As a next step in an aggressive campaign to crack down on Medicare fraud, HHS will direct all Medicare prescription drug plans to use every tool at their disposal to prevent fraud. Patients sometimes “doctor shop,” visiting numerous doctors to get multiple prescriptions for OxyContin, Percocet, and other painkillers and narcotics.  In some cases, these medicines are abused by the patients, in others, patients sell the extra drugs.

OxyContin and Percocet abuse, prescription drug fraud, and so-called “doctor shopping” are major problems.  The Government Accountability Office recently reported that “170,000 Medicare beneficiaries received prescriptions from five or more” doctors for drugs that are frequently abused, like OxyContin and Percocet.

While not all of these cases are fraudulent, some are. In 2008, for example, one Medicare beneficiary “received prescriptions for a total of 3,655 oxycodone pills [such as OxyContin]…from 58 different prescribers.”

Today, HHS announced they have urged insurance companies to take every step possible to prevent such fraud. Specifically, HHS’ guidance tells prescription drug plans to withhold payment on suspicious claims, including when enrollees use multiple doctors to obtain painkillers and narcotics. Companies that offer prescription drug plans already process each of a patient’s prescriptions.  While HHS generally requires prompt payment, today’s guidance clarifies that if a plan sees signs of suspicious activity, it should withhold payment to pharmacies until it verifies the claim is valid.
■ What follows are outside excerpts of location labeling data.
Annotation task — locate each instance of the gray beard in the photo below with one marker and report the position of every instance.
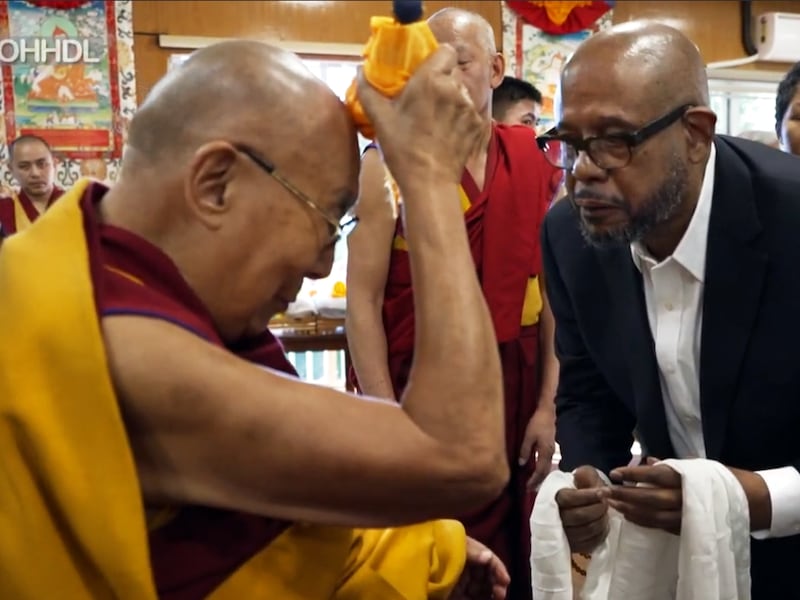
(657, 209)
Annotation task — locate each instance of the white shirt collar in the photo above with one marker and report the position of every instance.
(690, 252)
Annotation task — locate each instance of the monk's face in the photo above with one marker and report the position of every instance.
(33, 168)
(282, 227)
(790, 126)
(481, 69)
(523, 112)
(625, 203)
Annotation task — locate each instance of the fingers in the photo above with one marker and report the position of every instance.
(583, 516)
(654, 498)
(587, 477)
(659, 475)
(528, 443)
(587, 537)
(372, 101)
(647, 516)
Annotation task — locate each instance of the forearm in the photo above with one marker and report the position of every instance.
(368, 349)
(548, 359)
(773, 497)
(455, 386)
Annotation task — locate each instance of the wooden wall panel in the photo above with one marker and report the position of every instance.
(714, 24)
(333, 21)
(339, 21)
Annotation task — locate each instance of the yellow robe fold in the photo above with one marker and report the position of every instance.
(72, 522)
(71, 515)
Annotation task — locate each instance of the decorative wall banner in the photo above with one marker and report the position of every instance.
(81, 108)
(537, 56)
(558, 18)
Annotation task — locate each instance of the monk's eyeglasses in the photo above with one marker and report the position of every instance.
(608, 152)
(339, 229)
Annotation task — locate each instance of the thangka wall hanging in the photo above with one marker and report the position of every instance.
(79, 102)
(538, 37)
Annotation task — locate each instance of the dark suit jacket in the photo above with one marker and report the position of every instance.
(750, 350)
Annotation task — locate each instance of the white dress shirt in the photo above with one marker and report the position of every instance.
(673, 291)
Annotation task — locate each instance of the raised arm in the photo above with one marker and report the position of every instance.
(208, 428)
(367, 268)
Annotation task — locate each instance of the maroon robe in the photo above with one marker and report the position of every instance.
(200, 547)
(503, 224)
(8, 221)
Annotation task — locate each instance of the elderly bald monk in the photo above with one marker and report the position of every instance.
(683, 245)
(154, 442)
(506, 188)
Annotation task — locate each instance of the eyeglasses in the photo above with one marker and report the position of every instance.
(608, 152)
(339, 229)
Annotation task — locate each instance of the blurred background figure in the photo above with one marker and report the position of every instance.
(516, 102)
(787, 111)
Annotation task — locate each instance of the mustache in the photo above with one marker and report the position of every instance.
(598, 197)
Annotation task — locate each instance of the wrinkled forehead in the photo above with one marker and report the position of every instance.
(331, 165)
(461, 32)
(31, 151)
(588, 96)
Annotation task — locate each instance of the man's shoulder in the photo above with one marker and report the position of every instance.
(561, 222)
(765, 165)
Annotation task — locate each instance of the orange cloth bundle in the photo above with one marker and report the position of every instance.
(393, 52)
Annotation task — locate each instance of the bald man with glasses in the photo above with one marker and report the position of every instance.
(155, 440)
(672, 275)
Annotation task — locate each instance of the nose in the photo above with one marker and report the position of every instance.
(585, 169)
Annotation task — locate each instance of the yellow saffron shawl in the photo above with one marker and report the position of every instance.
(72, 521)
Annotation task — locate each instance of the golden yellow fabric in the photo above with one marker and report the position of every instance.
(391, 55)
(21, 219)
(533, 304)
(72, 524)
(314, 562)
(71, 517)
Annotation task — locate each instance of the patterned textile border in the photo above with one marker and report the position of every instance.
(101, 163)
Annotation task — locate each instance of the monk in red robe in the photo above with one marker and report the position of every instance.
(505, 191)
(31, 164)
(154, 441)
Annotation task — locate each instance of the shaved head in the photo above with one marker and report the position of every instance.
(641, 87)
(237, 90)
(239, 165)
(650, 62)
(472, 37)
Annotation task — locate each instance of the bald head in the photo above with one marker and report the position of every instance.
(642, 88)
(449, 23)
(243, 91)
(239, 166)
(645, 62)
(481, 66)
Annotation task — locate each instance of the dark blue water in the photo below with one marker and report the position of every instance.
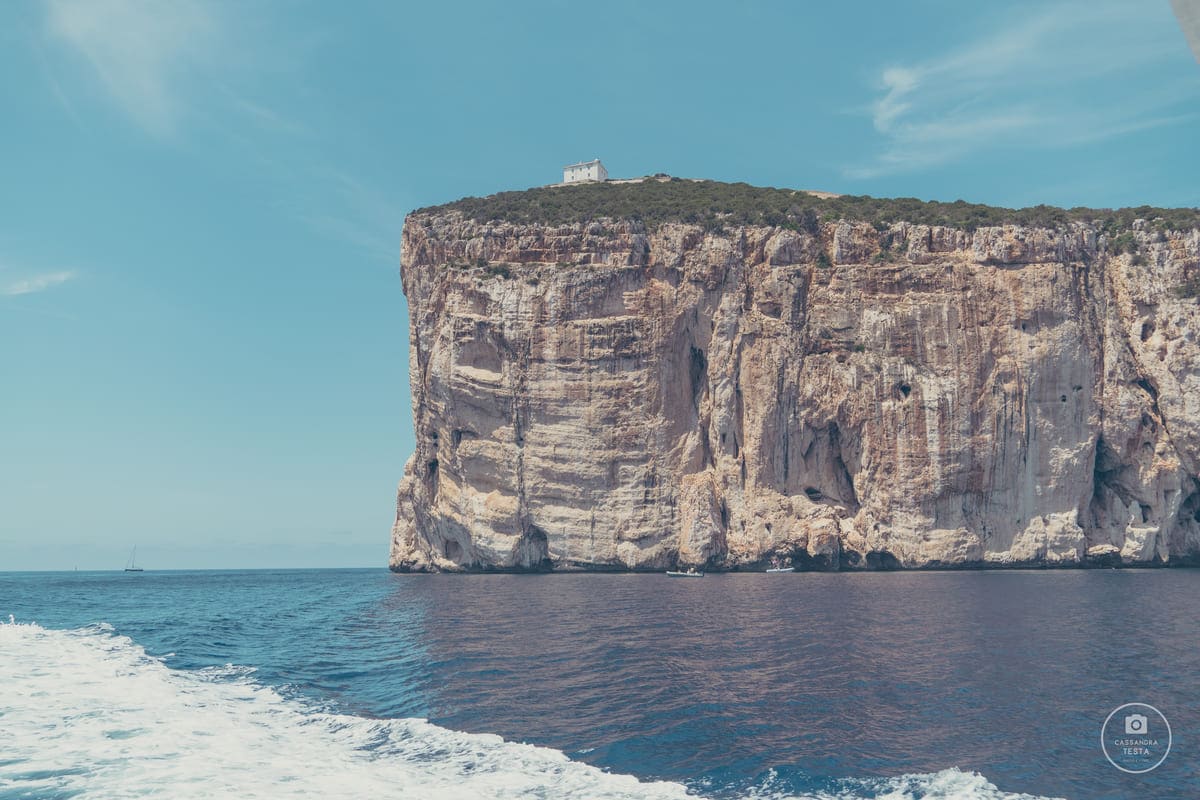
(733, 684)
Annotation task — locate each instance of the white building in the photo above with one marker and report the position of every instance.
(585, 170)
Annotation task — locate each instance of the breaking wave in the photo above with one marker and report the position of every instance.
(88, 714)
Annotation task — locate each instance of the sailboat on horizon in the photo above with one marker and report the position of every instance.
(131, 565)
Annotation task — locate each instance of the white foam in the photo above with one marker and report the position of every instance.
(89, 714)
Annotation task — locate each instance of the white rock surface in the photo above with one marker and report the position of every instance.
(599, 396)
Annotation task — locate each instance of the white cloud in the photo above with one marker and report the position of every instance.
(139, 49)
(1061, 74)
(35, 283)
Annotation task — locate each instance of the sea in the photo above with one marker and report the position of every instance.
(364, 684)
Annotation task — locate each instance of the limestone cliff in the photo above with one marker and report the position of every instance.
(622, 394)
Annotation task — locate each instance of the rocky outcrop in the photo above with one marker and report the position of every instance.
(609, 396)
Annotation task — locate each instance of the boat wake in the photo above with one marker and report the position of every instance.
(88, 714)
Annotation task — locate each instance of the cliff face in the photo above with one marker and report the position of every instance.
(609, 396)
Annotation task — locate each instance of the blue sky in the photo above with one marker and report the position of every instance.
(203, 338)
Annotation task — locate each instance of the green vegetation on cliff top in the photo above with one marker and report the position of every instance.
(715, 205)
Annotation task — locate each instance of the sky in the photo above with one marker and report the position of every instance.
(203, 335)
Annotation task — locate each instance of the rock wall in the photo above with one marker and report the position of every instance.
(603, 396)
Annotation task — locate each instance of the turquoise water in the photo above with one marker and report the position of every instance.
(354, 683)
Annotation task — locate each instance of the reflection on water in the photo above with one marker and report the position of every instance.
(1007, 673)
(713, 681)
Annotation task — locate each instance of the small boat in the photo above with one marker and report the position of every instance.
(131, 565)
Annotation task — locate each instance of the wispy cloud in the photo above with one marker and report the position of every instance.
(1057, 76)
(139, 49)
(35, 283)
(177, 65)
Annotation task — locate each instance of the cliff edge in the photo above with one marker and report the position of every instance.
(691, 373)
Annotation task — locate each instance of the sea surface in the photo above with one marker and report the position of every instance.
(363, 684)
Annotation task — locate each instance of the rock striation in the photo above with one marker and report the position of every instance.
(616, 395)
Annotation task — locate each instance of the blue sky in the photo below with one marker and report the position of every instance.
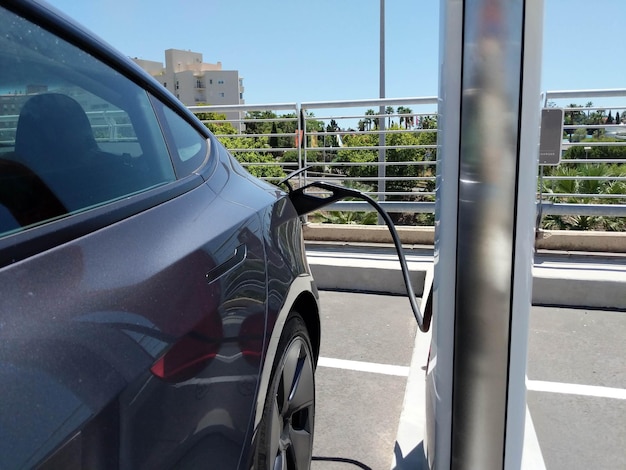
(296, 51)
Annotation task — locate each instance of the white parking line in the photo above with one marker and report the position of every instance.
(576, 389)
(387, 369)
This guidance to prescription drug plans also explains how plans can use tools like prior authorization, retrospective medical review, and prescribing for less than 30 days (with the cooperation of prescribing practitioners) to root out fraud and ensure appropriate coverage in Medicare.  “Prescription drug misuse has a serious human and financial cost,” said Health and Human Services Secretary Kathleen Sebelius.  “The Obama Administration is making unprecedented strides in cracking down on fraud that contributes to this problem while costing taxpayers dollars.  With these actions, we are going to continue to stop fraud before it happens and make sure that those who do defraud taxpayers are held accountable.”